P&AB (http://www.pandab.org ) pioneered and continues to run the first and only comprehensive program to inform and train CPOs. ACPO is an outgrowth of P&AB’s CPO program and the Privacy Officers Association. A number of privacy officers in Canada have met to explore the creation of an association of Canadian CPOs or some other forum through which privacy professionals can share experiences and enhance skills. Although a much smaller group than in the U.S., there are a growing number of CPOs in Canada.
The Use of Biometrics in the Financial Services Sector
New research from TowerGroup's Retail Brokerage and Investing Service in the States finds that counter to popular wisdom, concerns over privacy and fears that biometric technologies are too intrusive will not keep consumers from adapting to biometric screening. Instead, convenience will be the key to the acceptance of biometric technology use in retail financial services. Despite the benefits biometrics could bring to financial institutions and consumers alike, the high cost of implementing these technologies combined with a lack of industry consensus could delay its widespread use for at least a decade. Ultimately, an institution would have to retool every customer touch-point with new biometric hardware, in addition to costs for training personnel, educating consumers and integrating biometric technologies with existing IT systems.
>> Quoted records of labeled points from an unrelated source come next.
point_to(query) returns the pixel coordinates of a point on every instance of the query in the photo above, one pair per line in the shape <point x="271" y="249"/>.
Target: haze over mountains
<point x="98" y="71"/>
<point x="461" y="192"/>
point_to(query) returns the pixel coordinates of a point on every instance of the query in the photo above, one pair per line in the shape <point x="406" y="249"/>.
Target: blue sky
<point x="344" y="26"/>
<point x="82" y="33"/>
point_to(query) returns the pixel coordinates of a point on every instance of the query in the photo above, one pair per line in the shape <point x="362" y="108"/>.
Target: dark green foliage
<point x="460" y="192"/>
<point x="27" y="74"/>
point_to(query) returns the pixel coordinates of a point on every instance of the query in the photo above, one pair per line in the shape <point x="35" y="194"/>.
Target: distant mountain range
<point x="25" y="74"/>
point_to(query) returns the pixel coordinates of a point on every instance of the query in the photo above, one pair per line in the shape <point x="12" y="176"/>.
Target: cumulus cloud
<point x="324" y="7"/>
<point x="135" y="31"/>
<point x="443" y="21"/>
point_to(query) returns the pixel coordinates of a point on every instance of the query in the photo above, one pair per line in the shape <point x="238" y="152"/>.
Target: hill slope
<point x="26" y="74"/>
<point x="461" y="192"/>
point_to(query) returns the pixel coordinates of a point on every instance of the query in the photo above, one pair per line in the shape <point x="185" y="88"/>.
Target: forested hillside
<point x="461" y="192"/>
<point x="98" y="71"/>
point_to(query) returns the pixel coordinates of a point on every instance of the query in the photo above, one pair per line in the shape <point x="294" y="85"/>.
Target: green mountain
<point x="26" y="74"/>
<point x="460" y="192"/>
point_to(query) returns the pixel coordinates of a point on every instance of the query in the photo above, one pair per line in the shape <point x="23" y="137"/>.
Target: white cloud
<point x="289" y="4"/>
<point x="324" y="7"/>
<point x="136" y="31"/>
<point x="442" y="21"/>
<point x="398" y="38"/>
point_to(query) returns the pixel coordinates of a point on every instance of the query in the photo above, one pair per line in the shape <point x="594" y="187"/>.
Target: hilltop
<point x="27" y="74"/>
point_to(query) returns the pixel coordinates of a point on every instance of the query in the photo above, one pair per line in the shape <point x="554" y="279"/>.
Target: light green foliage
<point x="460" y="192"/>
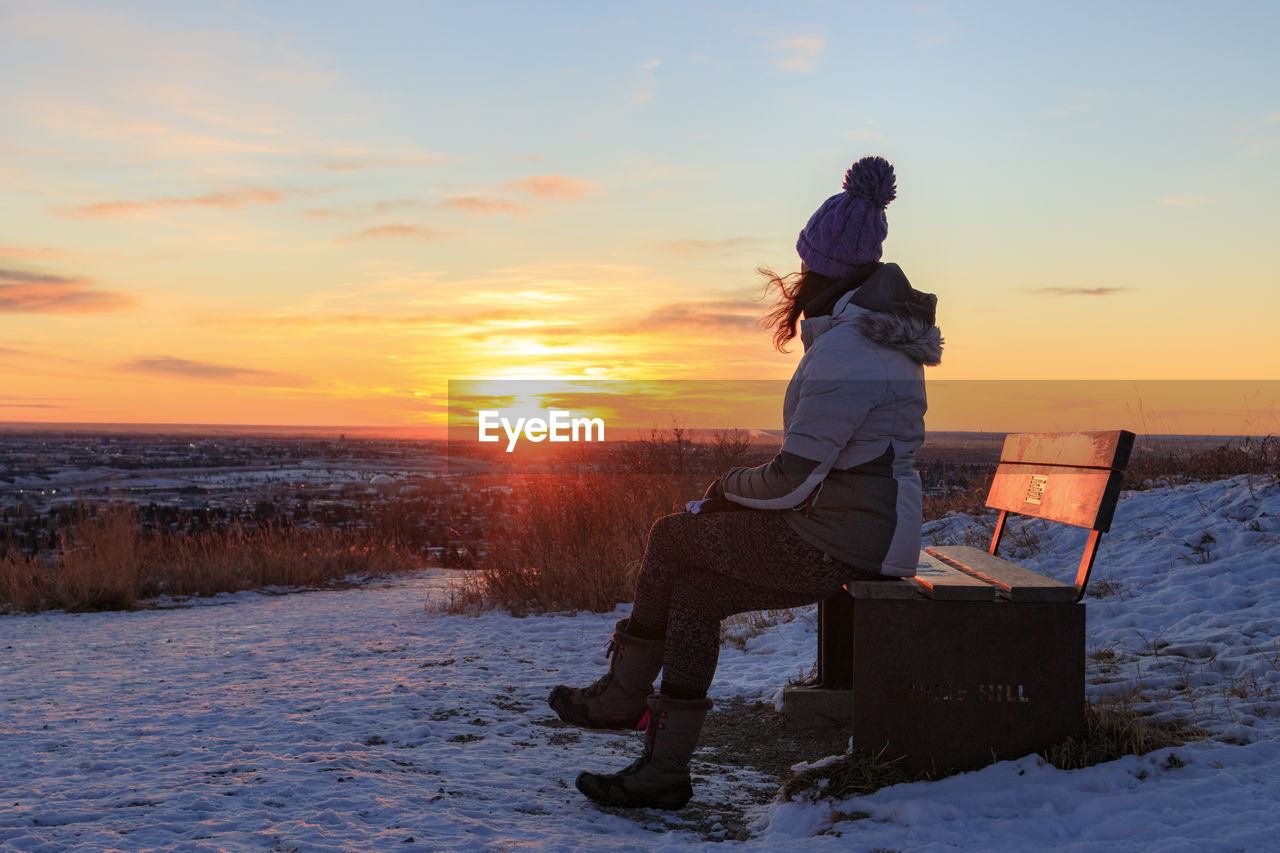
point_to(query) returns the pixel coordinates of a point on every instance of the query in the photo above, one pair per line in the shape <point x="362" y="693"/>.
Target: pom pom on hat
<point x="850" y="227"/>
<point x="872" y="179"/>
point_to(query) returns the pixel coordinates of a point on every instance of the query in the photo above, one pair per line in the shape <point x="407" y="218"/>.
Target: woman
<point x="840" y="501"/>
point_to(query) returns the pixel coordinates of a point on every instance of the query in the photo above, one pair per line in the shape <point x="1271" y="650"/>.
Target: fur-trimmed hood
<point x="887" y="311"/>
<point x="919" y="340"/>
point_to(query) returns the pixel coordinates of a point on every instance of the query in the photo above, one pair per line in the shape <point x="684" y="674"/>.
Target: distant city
<point x="187" y="480"/>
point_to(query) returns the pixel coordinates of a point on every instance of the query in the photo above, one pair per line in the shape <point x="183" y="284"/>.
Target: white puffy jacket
<point x="853" y="419"/>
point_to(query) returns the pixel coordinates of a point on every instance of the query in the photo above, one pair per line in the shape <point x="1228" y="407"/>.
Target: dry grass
<point x="575" y="542"/>
<point x="1152" y="465"/>
<point x="106" y="565"/>
<point x="1112" y="729"/>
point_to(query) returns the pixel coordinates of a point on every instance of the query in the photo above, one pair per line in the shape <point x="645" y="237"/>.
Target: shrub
<point x="575" y="542"/>
<point x="106" y="565"/>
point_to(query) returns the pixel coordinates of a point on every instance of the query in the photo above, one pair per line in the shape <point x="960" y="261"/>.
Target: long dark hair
<point x="795" y="292"/>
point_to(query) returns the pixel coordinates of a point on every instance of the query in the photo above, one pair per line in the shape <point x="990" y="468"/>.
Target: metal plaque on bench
<point x="954" y="684"/>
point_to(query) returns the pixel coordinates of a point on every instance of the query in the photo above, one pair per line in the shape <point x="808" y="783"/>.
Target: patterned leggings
<point x="699" y="569"/>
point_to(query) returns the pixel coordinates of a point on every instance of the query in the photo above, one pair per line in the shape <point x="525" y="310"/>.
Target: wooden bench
<point x="976" y="658"/>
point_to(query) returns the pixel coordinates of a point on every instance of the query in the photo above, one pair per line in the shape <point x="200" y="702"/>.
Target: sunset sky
<point x="321" y="213"/>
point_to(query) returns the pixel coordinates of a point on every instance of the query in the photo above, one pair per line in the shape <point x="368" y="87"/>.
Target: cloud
<point x="172" y="366"/>
<point x="711" y="314"/>
<point x="801" y="53"/>
<point x="22" y="292"/>
<point x="1079" y="103"/>
<point x="26" y="402"/>
<point x="704" y="247"/>
<point x="232" y="199"/>
<point x="356" y="164"/>
<point x="397" y="232"/>
<point x="1079" y="291"/>
<point x="484" y="206"/>
<point x="863" y="135"/>
<point x="375" y="209"/>
<point x="647" y="83"/>
<point x="39" y="252"/>
<point x="1185" y="201"/>
<point x="552" y="186"/>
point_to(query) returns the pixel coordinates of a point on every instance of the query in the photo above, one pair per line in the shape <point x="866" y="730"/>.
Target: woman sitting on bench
<point x="840" y="501"/>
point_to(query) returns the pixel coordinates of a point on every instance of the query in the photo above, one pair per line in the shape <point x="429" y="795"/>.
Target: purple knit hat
<point x="848" y="229"/>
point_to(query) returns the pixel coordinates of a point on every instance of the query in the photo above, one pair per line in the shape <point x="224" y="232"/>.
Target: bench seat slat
<point x="940" y="582"/>
<point x="1014" y="583"/>
<point x="882" y="589"/>
<point x="1086" y="450"/>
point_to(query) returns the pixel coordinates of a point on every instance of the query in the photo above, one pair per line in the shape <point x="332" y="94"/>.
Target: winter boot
<point x="617" y="701"/>
<point x="659" y="778"/>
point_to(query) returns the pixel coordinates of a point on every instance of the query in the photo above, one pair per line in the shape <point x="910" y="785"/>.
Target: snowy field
<point x="369" y="720"/>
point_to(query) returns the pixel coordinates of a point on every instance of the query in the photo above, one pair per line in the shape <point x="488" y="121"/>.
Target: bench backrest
<point x="1073" y="478"/>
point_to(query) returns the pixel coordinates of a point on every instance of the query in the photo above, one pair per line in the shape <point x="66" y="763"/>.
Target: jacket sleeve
<point x="824" y="419"/>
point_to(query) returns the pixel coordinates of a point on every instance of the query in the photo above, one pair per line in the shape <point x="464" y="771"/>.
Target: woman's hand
<point x="713" y="501"/>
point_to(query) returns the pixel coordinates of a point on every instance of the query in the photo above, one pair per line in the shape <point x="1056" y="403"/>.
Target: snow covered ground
<point x="366" y="719"/>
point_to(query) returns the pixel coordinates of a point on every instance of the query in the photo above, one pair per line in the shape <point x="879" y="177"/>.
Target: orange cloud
<point x="1079" y="291"/>
<point x="23" y="292"/>
<point x="35" y="251"/>
<point x="553" y="186"/>
<point x="703" y="247"/>
<point x="484" y="206"/>
<point x="716" y="314"/>
<point x="357" y="164"/>
<point x="233" y="199"/>
<point x="172" y="366"/>
<point x="398" y="232"/>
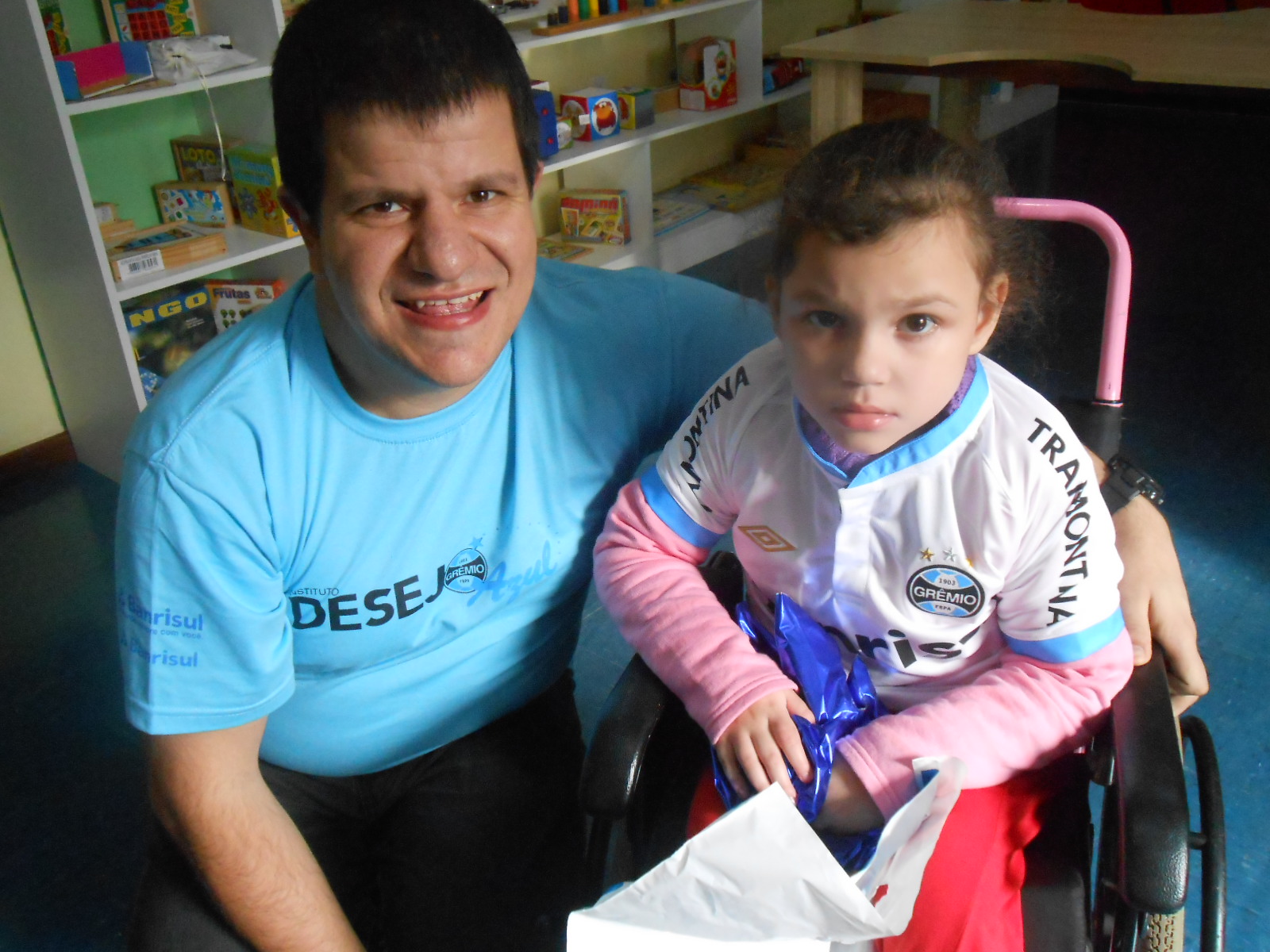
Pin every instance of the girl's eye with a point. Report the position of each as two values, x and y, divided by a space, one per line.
918 324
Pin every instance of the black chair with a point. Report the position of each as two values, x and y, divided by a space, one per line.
647 757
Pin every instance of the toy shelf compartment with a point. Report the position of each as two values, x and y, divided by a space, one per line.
527 40
244 247
670 124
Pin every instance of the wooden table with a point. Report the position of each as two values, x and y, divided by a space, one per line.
1212 50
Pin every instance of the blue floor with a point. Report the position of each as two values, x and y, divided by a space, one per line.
1191 190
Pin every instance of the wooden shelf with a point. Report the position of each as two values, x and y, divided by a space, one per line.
244 247
112 101
668 124
713 234
613 257
526 40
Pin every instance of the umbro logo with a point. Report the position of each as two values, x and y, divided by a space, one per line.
768 539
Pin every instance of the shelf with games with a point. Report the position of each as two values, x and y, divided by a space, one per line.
244 248
48 159
670 124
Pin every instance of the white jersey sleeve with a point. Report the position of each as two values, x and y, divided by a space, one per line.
692 488
1060 600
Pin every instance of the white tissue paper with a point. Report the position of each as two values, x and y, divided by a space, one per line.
183 59
760 879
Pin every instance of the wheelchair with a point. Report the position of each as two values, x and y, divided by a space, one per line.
1119 892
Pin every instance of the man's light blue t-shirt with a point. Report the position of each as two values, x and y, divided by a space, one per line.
376 587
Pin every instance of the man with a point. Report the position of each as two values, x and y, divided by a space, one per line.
355 535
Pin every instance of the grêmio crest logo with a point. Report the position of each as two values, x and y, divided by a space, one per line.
348 612
945 589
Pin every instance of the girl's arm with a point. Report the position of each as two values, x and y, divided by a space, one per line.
648 579
1015 717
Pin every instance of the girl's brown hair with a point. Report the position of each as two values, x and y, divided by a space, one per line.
861 183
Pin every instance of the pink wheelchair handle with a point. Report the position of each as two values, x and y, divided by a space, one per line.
1115 319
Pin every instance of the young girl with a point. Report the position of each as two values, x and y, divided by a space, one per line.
914 498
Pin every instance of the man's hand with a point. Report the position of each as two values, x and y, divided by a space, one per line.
848 805
757 744
210 797
1155 602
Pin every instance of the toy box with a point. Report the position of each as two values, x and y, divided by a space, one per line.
198 158
673 209
708 74
594 113
549 143
560 251
597 216
102 69
257 182
167 328
235 300
55 27
637 108
150 19
205 203
160 248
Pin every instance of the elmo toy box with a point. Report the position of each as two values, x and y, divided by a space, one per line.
592 113
708 74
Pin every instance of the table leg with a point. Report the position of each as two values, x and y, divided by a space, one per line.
959 108
837 97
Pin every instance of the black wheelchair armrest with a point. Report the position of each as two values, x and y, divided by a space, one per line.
1153 820
616 753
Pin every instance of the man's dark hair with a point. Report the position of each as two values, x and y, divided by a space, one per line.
413 59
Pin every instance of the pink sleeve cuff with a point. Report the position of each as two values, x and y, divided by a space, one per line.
648 579
1015 717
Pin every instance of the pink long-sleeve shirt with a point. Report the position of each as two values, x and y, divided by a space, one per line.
1022 698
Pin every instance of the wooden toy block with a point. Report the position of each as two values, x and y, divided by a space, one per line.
637 108
162 248
206 203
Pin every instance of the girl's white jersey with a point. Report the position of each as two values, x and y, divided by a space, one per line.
983 535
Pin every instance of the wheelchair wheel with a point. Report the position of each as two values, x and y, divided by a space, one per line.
1165 933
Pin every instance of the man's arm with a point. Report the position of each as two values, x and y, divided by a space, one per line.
1153 596
210 797
1155 602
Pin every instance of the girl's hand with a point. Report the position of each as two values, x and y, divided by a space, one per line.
757 744
848 805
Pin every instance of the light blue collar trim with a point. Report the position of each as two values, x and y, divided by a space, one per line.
931 443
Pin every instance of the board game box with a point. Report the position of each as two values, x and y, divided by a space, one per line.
167 328
596 216
235 300
257 184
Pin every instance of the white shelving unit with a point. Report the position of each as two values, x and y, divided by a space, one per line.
51 226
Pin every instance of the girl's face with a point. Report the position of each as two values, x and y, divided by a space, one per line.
876 336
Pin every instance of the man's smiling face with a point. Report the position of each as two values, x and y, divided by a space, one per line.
423 253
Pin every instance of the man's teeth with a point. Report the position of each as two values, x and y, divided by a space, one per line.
470 298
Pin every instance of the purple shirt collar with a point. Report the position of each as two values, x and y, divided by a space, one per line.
850 463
Biometric technologies analyze the unique biological traits that differentiate one human being from another, such as fingerprints, the retina or iris of the eye, or the patterns of an individual's voice. Data gathered by some of these technologies, particularly iris patterns and fingerprints, are unique enough to distinguish a single individual from the entire population of the world. Highlights of TowerGroup's findings include:
· Biometric authentication has clear potential benefits for the financial services industry. By accurately validating clients’ identities through their physical or behavioral characteristics, financial institutions will be able to drastically reduce costs related to identity theft, while simultaneously assuring consumers that their financial assets are well-protected.
· For biometric authentication to be used at a retail level, technologies must be first and foremost, convenient (quick and reliable), but also robust (able to stand up to heavy use), accurate (providing top-quality security) and cost-effective. Few of the technologies currently available offer all of these features.
· While certain technologies work better in certain environments, every financial services delivery channel has a possible application for biometrics. In call centers, voice biometrics will prevail, as they can best leverage existing infrastructure. At physical locations (branch and ATM), fingerprint, iris, hand or face recognition systems could all be used. For online access, keystroke biometrics provides an interesting alternative that doesn't require additional hardware investments by financial institutions.
Ultimately, TowerGroup believes that the government will need to play a key role in any broad roll-out of biometrics technology. Since the September 11th events, there has been increased interest in, and debates over, the appropriate application of biometrics. Concerns over national security now stand side-by-side with more business-driven authentication issues, such as fraud prevention. If implementation is left to the private sector alone, the national security and business benefits of biometric identification may take much longer to reach.